Henry James' - Daisy Miller: A Study

     I enjoyed reading the short story "Daisy Miller: A Study" by Henry James.  This story was very long but I liked reading it.  This short story was one of James’s earliest treatments of one of the themes for which he became best known for: the colonial or free American abroad (SparkNotes).  In the years after the Civil war Americans aboard was a subject very much of the moment.  The postwar boom, the so-called Gilded Age, had given rise to a new class of American businessman (SparksNotes).  The American businessman’s elegant families were ready to make “the grand tour” and reveal themselves to the art and cultural of the Old World.  During this time period, Americans were visiting Europe for the first time in record numbers.  The conflict between the two cultures was a unique and a well-known occurrence.  James had two different minds about the American character (SparkNotes).  One mind of his was by character, he was more sympathetic with the European way of life, with emphasis on culture, education, and the art of conversation.  He viewed his fellow citizens as rude, undereducated and ridiculously regional.  They were unaware of enormous and centuries-old worlds outside of their own and expanding regions.  James was also immersed by the emotional purity of the American national characters placing emphasis on sincerity rather than on deception. 
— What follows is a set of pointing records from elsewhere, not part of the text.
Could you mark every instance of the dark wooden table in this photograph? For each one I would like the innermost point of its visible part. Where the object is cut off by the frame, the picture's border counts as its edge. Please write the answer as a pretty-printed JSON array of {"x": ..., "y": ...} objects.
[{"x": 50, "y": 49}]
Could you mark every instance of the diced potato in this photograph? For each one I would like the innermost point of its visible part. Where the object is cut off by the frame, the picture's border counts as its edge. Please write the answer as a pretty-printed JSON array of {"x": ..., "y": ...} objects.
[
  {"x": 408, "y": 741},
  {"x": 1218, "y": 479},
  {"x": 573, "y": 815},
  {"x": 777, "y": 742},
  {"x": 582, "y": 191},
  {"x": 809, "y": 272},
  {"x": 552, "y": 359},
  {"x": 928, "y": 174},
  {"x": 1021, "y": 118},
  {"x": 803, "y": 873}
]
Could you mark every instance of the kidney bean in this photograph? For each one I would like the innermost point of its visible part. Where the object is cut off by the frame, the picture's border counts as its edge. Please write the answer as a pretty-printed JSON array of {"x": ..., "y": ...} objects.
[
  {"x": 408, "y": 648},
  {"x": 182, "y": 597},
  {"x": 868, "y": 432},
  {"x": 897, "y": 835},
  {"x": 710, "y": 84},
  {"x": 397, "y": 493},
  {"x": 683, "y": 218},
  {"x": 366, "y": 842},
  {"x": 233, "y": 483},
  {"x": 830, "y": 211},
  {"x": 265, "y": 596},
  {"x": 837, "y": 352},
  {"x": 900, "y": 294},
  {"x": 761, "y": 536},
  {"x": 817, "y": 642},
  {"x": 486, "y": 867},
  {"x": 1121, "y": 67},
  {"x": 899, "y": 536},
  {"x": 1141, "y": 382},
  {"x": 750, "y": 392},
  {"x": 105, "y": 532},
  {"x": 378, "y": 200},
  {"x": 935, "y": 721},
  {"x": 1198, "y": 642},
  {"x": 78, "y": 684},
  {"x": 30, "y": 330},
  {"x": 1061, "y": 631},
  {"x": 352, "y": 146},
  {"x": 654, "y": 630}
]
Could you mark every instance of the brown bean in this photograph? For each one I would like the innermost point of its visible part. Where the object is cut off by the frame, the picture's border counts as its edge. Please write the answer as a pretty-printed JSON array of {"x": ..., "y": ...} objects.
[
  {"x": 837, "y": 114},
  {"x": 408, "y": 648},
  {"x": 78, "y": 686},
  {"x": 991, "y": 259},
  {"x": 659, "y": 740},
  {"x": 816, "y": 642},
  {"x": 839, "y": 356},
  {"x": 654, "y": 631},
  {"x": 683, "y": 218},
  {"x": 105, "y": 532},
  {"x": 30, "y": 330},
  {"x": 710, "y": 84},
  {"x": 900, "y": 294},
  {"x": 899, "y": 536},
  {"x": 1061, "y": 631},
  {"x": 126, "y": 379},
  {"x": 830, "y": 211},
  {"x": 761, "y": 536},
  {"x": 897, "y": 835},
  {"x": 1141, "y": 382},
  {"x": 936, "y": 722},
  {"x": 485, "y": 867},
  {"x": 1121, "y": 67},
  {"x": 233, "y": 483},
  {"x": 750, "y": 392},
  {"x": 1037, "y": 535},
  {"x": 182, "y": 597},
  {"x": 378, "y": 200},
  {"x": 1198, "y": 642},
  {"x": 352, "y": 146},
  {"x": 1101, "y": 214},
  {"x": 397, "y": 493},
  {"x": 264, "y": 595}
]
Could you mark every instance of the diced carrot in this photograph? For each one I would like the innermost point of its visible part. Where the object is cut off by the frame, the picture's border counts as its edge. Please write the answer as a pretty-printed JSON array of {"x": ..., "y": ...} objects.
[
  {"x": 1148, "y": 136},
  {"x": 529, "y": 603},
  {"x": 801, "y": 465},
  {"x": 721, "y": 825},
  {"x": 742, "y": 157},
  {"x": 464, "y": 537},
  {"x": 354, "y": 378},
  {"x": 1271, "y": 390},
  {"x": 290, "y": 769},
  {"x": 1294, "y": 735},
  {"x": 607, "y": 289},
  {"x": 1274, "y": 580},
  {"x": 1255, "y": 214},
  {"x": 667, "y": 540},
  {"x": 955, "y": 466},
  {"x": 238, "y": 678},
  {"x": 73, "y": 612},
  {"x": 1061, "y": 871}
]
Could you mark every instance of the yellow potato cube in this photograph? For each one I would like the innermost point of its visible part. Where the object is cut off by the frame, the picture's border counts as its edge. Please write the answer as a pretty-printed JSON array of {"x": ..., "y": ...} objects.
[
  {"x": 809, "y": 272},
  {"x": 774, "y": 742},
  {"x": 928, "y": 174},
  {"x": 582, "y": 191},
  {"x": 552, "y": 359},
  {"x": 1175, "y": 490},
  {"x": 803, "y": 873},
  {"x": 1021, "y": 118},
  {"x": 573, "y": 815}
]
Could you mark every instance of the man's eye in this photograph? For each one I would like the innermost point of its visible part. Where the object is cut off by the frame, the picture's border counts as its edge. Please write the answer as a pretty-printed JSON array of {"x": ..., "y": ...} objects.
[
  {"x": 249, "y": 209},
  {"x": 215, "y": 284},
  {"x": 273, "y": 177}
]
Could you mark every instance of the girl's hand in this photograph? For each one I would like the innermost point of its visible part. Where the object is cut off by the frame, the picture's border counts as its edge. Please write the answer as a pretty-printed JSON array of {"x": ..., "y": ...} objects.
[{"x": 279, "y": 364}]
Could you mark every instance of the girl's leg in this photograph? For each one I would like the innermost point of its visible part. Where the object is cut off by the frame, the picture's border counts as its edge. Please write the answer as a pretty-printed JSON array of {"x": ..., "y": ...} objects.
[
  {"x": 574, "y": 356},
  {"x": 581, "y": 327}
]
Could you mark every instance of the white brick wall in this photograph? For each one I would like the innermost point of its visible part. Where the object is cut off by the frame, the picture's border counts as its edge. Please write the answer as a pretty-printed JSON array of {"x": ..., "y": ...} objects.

            The unlived life was James’ almost permanent subtext since the American abroad was his signature theme.  In many of James’s novels and stories the characters focus their mind on an abstraction which is an idea or ideal that they feel they could figure out or achieve only if they could devote their spirit or intellectual capacities to it with sufficient understanding or patience (SparkNotes).  The characters realize too late that whatever they sought to understand or achieve had passed them by and that they had wasted their whole life.  Just like Winterbourne in the story that never fully arrived at realization.  Daisy Miller was like a red herring that distracts Winterbourne from the business of living.  The core of the story would have to be that Winterbourne and the fear or lack of passion causes him to hide from life behind the ultimately mystery of Daisy’s innocence or not(SparksNotes). 
            I noticed two motifs in throughout this story which were gossip and innocence.  This story is about gossip that is understood as a piece of gossip throughout it entirety.  The narrator is not only involves in the events described but one who doesn’t really care much about them.  The narrator sees the whole episode with detached pleasure, as a pleasant way of distracting his listeners.  Throughout the entire story Winterbourne is preoccupied with the question of whether Daisy is innocent.  The word innocent appears repeatedly but always with a different shade of meaning.  In the days of James the word innocent had three meanings.  The first meaning could have meant “ignorant” or uninstructed.”  It also could have meant “naïve” as it does today.  A final meaning that innocent could have had is “not having done harm or wrong.”  This story had hidden meaning throughout it but it was an awesome story to read once you get into it.                    
                                          
SparkNotes Editors. “SparkNote on Daisy Miller: The Study.” SparkNotes.com.  SparkNotes LLC. 2004. Web. 1 Feb. 2011.